The recent rise in popularity of arbitration as a method of dispute-settlement has led to an increase in the cost incurred in an arbitration proceeding. Despite this trend, in general, litigation remains, generally, more expensive than arbitration. One of the reasons is that the costly pre-trial discovery process or costs incurred by witnesses’ depositions are not present in arbitration proceedings.
An arbitration proceeding is generally faster than a court lawsuit.
A key reason for this is the lack of an appeal procedure in arbitration. Decisions made by judges in litigation are generally appealable to a higher court. Therefore, a court case is appealed to a higher court, this generally adds extra time to the dispute-resolution process. In contract, arbitration awards are not subject to appeal, where the decision rendered by the arbitrators is final and binding upon the parties.
The time-efficiency of arbitration is also owned to the recent development of the fast-track procedure. For example, under the rules of the American Arbitration Association (AAA), a construction arbitration involving claims of $75,000 or less can be handled as a “fast track” proceeding, where the hearing occurs within 45 days after the case is filed, and a decision is rendered no more than 14 days after the hearing is completed.
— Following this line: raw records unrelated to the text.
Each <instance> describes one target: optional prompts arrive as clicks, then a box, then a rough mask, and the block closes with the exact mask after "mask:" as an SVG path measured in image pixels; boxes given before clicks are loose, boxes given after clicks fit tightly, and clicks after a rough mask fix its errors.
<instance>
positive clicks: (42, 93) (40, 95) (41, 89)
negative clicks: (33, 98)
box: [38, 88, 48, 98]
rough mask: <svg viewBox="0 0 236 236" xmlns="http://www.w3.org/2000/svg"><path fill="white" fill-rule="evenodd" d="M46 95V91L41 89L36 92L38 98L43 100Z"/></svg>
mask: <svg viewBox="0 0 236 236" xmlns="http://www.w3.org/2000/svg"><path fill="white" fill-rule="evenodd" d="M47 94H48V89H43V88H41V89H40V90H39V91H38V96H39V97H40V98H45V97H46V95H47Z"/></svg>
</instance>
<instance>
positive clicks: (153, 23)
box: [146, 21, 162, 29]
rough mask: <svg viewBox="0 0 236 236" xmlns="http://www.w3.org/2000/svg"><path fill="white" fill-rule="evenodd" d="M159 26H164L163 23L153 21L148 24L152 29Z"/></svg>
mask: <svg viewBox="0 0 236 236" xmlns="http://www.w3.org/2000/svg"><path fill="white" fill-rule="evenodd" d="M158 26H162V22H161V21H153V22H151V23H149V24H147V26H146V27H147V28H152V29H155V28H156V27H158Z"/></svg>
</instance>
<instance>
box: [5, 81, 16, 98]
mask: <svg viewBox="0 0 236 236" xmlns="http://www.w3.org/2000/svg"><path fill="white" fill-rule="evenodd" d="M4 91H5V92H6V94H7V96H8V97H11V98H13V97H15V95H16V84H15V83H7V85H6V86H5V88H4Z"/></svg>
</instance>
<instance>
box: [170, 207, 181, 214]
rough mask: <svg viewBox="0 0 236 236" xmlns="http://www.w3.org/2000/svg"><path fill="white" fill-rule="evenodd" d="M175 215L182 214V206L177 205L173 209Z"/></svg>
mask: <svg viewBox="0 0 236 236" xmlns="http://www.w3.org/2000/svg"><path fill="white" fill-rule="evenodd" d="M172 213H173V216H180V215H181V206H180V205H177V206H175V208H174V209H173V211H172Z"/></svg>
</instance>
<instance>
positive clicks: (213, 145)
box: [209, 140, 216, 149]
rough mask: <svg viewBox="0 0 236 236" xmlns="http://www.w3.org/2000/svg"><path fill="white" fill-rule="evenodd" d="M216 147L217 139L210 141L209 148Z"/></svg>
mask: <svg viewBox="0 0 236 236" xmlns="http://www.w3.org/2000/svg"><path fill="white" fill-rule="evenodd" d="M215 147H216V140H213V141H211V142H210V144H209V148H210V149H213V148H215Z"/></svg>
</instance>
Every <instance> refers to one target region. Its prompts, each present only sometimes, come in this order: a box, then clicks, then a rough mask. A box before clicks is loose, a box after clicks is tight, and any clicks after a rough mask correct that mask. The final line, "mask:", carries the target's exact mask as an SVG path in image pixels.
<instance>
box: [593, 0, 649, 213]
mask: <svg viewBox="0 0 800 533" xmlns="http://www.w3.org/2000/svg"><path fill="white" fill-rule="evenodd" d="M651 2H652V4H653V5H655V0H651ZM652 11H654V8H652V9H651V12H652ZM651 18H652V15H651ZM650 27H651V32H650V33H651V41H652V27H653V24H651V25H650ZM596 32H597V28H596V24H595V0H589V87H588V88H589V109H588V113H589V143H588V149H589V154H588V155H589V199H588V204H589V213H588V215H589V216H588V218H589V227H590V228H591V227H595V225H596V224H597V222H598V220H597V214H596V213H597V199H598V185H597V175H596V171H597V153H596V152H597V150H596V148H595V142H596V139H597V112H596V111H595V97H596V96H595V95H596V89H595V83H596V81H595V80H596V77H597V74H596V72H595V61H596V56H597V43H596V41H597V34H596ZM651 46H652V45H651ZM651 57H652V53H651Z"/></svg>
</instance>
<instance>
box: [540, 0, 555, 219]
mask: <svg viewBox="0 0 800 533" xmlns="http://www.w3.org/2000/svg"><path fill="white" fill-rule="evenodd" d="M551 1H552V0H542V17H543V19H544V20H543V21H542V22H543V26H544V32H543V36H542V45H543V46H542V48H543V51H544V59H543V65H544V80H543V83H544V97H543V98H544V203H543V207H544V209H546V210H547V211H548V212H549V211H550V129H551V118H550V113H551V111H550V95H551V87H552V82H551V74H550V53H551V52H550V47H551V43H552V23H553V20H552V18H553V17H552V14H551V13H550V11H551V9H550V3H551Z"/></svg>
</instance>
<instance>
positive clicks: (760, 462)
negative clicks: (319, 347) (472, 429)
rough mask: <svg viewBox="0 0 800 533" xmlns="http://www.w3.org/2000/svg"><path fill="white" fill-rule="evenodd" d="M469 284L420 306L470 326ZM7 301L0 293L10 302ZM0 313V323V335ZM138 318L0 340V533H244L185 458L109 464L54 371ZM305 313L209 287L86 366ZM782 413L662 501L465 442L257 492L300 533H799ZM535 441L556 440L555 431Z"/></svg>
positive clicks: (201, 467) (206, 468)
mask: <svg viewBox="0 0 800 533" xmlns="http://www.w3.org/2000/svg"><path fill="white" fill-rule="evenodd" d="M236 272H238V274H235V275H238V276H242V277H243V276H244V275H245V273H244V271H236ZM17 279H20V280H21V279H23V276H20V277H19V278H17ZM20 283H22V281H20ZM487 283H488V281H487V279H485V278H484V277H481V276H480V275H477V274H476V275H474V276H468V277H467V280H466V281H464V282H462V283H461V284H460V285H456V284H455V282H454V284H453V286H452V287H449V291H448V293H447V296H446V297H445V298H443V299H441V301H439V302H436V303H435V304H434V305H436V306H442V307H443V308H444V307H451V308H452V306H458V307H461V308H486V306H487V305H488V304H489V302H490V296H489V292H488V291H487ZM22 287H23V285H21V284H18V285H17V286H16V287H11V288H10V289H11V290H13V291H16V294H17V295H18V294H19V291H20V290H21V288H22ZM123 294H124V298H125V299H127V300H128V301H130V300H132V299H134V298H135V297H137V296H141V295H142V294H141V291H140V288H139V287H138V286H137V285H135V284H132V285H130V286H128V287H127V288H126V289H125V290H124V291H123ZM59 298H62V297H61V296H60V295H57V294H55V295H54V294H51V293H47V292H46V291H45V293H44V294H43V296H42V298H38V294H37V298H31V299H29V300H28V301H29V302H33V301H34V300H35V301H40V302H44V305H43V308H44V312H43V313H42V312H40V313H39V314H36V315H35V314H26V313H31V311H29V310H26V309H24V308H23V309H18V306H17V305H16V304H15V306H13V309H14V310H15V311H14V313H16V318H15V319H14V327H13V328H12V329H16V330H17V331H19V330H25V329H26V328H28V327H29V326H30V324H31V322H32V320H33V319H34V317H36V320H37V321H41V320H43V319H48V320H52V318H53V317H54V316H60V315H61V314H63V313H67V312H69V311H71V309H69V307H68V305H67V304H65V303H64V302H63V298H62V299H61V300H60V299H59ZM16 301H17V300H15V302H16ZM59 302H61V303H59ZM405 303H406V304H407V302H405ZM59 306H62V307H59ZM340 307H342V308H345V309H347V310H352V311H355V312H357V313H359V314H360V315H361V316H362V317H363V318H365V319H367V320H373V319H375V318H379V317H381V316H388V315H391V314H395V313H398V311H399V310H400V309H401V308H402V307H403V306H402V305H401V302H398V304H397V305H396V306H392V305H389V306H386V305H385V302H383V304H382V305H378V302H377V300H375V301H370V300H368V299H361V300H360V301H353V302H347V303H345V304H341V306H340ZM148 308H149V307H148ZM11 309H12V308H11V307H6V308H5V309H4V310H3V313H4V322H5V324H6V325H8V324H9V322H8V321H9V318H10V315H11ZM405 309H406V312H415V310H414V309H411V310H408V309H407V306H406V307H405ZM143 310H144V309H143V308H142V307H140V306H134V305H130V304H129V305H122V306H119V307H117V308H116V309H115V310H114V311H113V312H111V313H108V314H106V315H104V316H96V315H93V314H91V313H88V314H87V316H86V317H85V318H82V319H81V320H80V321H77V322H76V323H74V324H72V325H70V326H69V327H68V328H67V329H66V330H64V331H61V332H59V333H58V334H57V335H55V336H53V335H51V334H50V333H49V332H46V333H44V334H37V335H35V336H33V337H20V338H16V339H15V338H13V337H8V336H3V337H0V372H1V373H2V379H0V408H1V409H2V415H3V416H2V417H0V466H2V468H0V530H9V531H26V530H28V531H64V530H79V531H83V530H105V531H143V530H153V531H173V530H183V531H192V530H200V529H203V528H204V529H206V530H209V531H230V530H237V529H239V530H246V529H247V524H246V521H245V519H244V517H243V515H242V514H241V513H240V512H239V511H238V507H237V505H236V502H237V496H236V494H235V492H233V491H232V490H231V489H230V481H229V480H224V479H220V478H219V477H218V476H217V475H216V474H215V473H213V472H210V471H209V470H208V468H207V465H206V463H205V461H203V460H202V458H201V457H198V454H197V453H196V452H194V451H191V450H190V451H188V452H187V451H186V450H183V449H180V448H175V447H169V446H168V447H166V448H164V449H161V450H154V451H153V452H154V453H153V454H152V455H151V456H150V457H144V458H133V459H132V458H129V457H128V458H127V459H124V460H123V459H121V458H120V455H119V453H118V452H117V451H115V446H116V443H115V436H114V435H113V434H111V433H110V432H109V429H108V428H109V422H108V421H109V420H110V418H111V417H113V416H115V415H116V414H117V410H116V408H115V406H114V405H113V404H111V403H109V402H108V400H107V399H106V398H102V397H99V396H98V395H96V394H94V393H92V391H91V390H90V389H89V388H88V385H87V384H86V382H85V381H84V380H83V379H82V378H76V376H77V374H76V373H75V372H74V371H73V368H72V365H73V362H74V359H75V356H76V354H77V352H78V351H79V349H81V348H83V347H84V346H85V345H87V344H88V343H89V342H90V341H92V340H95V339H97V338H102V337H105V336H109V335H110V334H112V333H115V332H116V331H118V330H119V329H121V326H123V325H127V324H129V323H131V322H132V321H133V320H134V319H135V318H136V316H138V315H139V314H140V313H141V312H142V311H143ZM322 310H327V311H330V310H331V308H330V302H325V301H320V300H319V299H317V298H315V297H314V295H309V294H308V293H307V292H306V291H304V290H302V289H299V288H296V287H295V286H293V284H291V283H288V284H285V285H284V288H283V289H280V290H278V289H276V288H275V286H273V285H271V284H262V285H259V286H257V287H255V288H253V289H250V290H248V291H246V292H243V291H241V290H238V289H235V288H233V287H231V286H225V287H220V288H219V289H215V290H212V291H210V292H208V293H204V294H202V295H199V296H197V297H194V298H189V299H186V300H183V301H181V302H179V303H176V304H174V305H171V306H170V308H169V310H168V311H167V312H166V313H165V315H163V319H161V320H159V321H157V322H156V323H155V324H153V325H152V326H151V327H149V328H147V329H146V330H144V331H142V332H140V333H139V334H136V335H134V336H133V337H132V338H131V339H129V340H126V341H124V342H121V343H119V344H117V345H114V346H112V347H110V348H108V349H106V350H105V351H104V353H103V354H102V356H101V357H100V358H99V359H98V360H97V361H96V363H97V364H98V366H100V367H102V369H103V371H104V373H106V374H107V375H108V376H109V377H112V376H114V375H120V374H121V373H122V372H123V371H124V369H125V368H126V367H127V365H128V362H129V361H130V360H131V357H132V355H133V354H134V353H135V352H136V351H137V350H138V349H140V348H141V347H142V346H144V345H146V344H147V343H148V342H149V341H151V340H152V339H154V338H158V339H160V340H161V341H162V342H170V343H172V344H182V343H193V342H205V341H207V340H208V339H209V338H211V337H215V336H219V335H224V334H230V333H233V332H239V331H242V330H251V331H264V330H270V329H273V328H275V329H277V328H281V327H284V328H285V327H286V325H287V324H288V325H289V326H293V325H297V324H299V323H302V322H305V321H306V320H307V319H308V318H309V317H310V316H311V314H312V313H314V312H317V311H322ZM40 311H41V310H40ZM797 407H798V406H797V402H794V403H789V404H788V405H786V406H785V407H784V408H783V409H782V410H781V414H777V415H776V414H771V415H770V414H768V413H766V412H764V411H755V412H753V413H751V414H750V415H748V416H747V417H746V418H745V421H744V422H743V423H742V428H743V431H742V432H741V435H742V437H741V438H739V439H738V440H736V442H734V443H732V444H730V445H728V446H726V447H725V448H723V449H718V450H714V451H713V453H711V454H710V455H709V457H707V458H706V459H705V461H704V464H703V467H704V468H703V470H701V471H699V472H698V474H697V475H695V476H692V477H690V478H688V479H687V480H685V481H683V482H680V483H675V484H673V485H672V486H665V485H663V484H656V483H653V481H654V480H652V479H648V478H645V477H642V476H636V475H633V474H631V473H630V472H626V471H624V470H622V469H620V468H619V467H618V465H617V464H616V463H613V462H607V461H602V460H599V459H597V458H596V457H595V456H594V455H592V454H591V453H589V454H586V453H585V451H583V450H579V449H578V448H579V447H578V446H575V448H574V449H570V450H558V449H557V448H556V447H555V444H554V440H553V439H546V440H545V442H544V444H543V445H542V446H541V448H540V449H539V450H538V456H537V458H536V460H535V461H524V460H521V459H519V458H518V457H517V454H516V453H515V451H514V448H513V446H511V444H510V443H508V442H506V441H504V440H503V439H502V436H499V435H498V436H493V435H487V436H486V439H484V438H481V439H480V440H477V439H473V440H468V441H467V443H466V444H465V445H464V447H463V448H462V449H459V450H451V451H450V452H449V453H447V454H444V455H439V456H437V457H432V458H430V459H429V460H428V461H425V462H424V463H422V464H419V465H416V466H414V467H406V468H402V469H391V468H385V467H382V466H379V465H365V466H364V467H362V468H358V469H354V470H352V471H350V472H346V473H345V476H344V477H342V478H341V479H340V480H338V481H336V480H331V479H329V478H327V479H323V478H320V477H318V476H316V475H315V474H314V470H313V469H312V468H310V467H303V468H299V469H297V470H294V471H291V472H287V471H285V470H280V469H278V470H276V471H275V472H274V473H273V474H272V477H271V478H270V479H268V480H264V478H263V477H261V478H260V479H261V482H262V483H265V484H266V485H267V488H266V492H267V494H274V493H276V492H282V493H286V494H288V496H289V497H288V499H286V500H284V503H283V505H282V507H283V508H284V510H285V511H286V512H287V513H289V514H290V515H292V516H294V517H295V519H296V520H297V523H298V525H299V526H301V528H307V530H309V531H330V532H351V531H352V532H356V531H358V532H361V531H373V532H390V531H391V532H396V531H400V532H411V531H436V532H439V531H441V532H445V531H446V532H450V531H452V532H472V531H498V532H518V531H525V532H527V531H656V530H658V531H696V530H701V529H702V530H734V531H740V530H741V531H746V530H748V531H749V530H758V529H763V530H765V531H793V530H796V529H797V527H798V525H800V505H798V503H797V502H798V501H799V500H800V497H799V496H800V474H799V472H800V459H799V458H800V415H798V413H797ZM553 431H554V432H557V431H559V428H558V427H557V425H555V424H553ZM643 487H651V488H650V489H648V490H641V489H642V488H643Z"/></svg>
Nowadays, arbitration is more and more opted for as a method of dispute settlement given its flexibility compared to traditional litigation.
Unlike negotiation, in both arbitration and litigation, the dispute is settled by a decision maker, rather than the parties themselves. However, there are significant differences between the two procedures regarding the appointment of the decision-maker. In the arbitration procedure, the parties are allowed to designate the decision-maker or decision-makers who settle(s) their dispute. In litigation, on the other hand, the decision maker is usually a judge assigned to hear the case.
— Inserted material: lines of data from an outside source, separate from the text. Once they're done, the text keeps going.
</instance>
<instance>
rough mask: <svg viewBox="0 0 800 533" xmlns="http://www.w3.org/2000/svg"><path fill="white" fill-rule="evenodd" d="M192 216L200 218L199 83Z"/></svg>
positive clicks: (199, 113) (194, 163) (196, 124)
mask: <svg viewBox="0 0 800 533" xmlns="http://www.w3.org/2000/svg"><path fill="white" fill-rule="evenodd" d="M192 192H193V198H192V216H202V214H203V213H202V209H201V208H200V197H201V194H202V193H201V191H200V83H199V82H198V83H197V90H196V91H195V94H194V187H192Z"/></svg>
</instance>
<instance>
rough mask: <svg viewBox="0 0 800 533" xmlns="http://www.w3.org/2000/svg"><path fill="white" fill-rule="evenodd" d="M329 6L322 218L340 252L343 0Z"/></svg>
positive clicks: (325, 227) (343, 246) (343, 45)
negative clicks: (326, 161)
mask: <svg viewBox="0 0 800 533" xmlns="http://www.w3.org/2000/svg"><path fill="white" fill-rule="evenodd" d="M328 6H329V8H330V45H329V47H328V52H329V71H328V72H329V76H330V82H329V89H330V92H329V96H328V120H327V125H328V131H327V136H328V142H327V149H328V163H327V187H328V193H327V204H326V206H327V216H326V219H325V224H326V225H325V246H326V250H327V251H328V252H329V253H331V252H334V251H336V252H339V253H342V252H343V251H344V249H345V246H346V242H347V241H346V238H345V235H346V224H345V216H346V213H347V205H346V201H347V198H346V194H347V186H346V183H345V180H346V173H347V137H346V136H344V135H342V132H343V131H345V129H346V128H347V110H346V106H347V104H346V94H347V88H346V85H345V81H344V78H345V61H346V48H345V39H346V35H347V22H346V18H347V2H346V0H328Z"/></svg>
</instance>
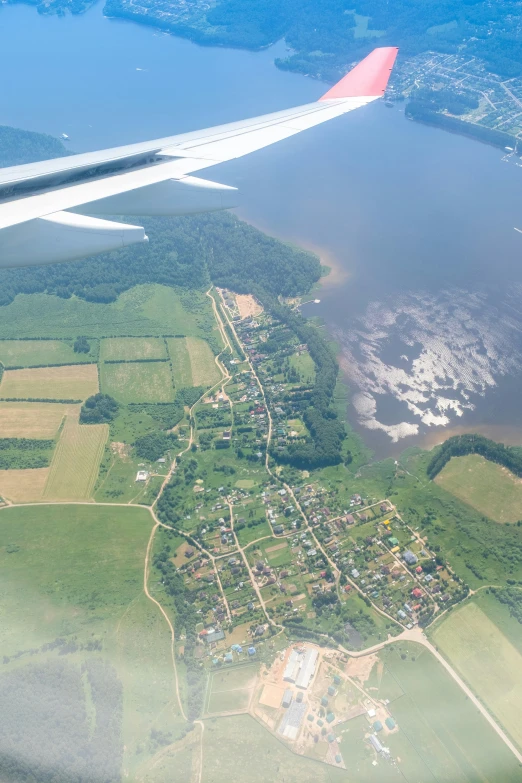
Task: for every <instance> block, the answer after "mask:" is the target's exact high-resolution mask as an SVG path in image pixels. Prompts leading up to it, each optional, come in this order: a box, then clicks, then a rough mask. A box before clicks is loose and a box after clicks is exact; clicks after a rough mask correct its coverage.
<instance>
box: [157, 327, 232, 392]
mask: <svg viewBox="0 0 522 783" xmlns="http://www.w3.org/2000/svg"><path fill="white" fill-rule="evenodd" d="M167 345H168V349H169V354H170V358H171V361H172V371H173V373H174V383H175V384H176V386H213V385H214V384H215V383H217V382H218V381H219V380H220V379H221V373H220V371H219V368H218V367H217V365H216V362H215V359H214V354H213V353H212V350H211V348H210V345H209V344H208V343H207V342H206V340H201V339H198V338H196V337H186V338H169V339H167Z"/></svg>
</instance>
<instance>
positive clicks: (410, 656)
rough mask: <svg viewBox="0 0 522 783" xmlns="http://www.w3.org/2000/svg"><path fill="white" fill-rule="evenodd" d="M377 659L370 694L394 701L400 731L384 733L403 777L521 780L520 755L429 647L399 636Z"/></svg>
mask: <svg viewBox="0 0 522 783" xmlns="http://www.w3.org/2000/svg"><path fill="white" fill-rule="evenodd" d="M379 660H380V661H381V663H382V664H383V666H382V668H381V669H380V674H379V669H377V668H376V669H374V670H373V671H375V672H376V673H377V674H379V676H378V677H377V678H376V679H374V678H373V676H372V677H371V678H370V682H372V684H373V685H375V686H377V687H376V689H375V691H374V692H373V693H372V695H374V696H375V698H377V699H389V701H390V703H389V705H388V709H389V711H390V713H391V715H392V716H393V718H394V719H395V720H396V722H397V725H398V727H399V731H398V732H397V733H395V732H394V733H393V734H390V735H388V736H386V745H387V746H389V747H390V750H391V754H392V756H394V757H399V758H400V759H401V761H400V765H399V767H400V770H401V772H402V779H403V780H408V781H419V782H420V783H425V781H426V782H427V781H435V780H437V781H446V782H447V783H450V781H451V783H453V781H459V782H460V781H462V783H476V781H481V783H499V782H500V781H502V783H508V781H509V783H515V782H516V781H520V768H519V765H518V762H517V760H516V758H515V757H514V756H513V754H512V753H511V751H510V750H509V749H508V748H507V747H506V746H505V745H504V743H503V742H502V740H501V739H500V737H498V736H497V734H496V733H495V732H494V731H493V729H492V728H491V726H490V725H489V724H488V723H487V721H486V720H485V719H484V718H483V716H482V715H481V714H480V713H479V712H478V710H477V709H476V708H475V707H474V706H473V704H472V703H471V702H470V700H469V699H468V698H467V696H466V694H465V693H463V692H462V691H461V690H460V688H459V687H458V685H457V684H456V683H455V682H454V681H453V680H452V678H451V677H450V675H449V674H448V673H447V672H446V670H445V669H444V668H443V667H442V666H441V665H440V664H439V662H438V661H437V660H436V658H434V657H433V655H431V653H430V652H429V651H428V650H426V649H424V648H423V647H421V646H419V645H417V644H412V643H404V642H403V643H401V642H398V643H396V644H392V645H390V646H389V647H386V648H385V649H384V650H382V651H381V652H379ZM343 746H344V739H343ZM346 758H348V754H346ZM351 769H352V771H353V772H354V775H355V773H356V772H357V771H358V770H357V767H356V765H354V766H353V767H351ZM356 779H357V780H361V781H362V780H364V781H366V779H367V778H366V777H365V776H361V777H360V778H359V777H357V778H356ZM369 779H370V780H371V778H369ZM385 779H386V778H385Z"/></svg>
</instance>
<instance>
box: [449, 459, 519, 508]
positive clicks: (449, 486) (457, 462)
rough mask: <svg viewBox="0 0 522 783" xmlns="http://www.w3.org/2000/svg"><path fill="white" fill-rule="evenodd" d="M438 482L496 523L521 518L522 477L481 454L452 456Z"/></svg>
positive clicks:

The second feature that contributes to the flexibility of arbitration is the ability of parties to choose the law governing the proceedings, as well as the place of arbitration. For example, two parties could be subject to arbitration under ICC Rules with the seat of arbitration in Bucharest.
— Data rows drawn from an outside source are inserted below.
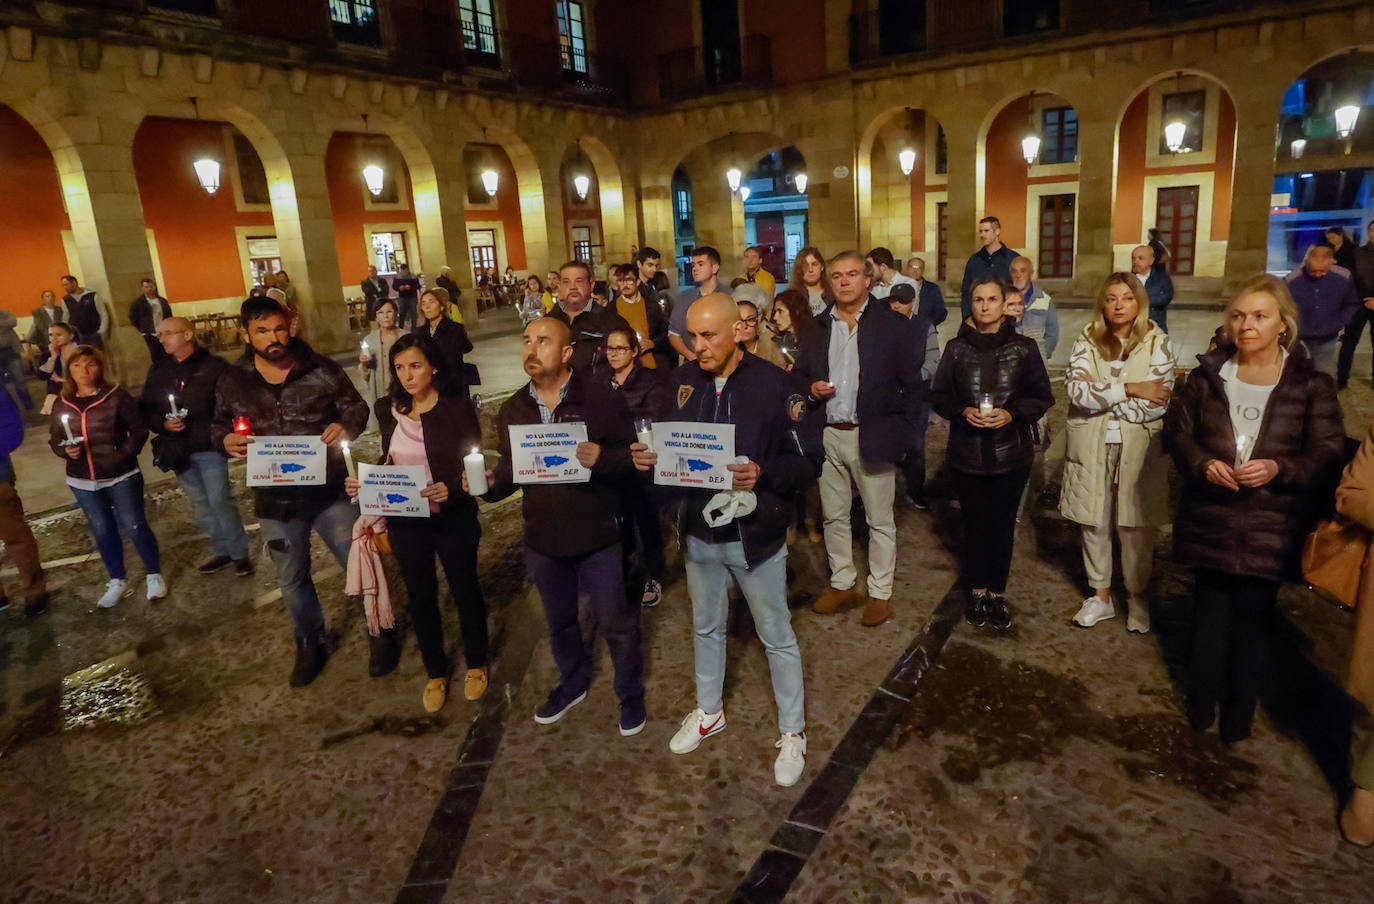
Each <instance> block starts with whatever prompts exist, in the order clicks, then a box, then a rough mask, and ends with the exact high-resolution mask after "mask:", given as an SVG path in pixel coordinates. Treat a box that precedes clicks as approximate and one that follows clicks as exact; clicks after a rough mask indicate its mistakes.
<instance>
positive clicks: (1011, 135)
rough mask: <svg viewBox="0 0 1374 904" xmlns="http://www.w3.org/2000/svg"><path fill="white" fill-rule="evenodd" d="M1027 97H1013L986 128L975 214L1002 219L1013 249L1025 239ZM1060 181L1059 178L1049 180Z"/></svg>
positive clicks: (1011, 245) (1006, 234)
mask: <svg viewBox="0 0 1374 904" xmlns="http://www.w3.org/2000/svg"><path fill="white" fill-rule="evenodd" d="M1029 113H1031V99H1029V98H1018V99H1017V100H1013V102H1011V103H1009V104H1007V106H1006V107H1003V109H1002V111H1000V113H999V114H998V115H996V118H995V120H993V121H992V126H989V129H988V147H987V170H985V173H987V176H985V179H984V206H982V210H978V212H977V214H978V217H985V216H991V217H998V218H999V220H1002V242H1003V245H1007V246H1010V247H1013V249H1017V250H1020V249H1022V247H1025V242H1026V183H1028V181H1029V180H1028V179H1026V161H1025V158H1024V157H1021V139H1022V137H1025V132H1026V128H1028V120H1026V117H1028V115H1029ZM1050 181H1059V180H1050Z"/></svg>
A key reason for the increasing popularity of arbitration is owned to the confidentiality of the process. While in litigation, submissions, docket entries and evidence is normally open to the public, the arbitration process is a confidential one, making it an attractive dispute-resolution method particularly for clients which aim to protect their financial details are involved. Similarly, firms may prefer confidentiality as well where the allegations include embarrassing mistakes, trade secrets, or simply to avoid a public dispute that could lead to distrust or an erosion of confidence in the firm if it were made public.
The role of an arbitrator is similar to that of a judge in a litigation. Both of them act as an independent third party who carefully considers and analyses the evidence presented by the parties, drawing on knowledge of relevant laws and policies in order to weigh up each party’s case and make a resulting ruling.
But unlike a judge, who normally hears cases of a general nature, arbitrators are generally selected from a pool of professionals with experience in the specific industry the subject-matter of the dispute belongs to (e.g, construction lawyers serve as arbitrators to resolve construction disputes).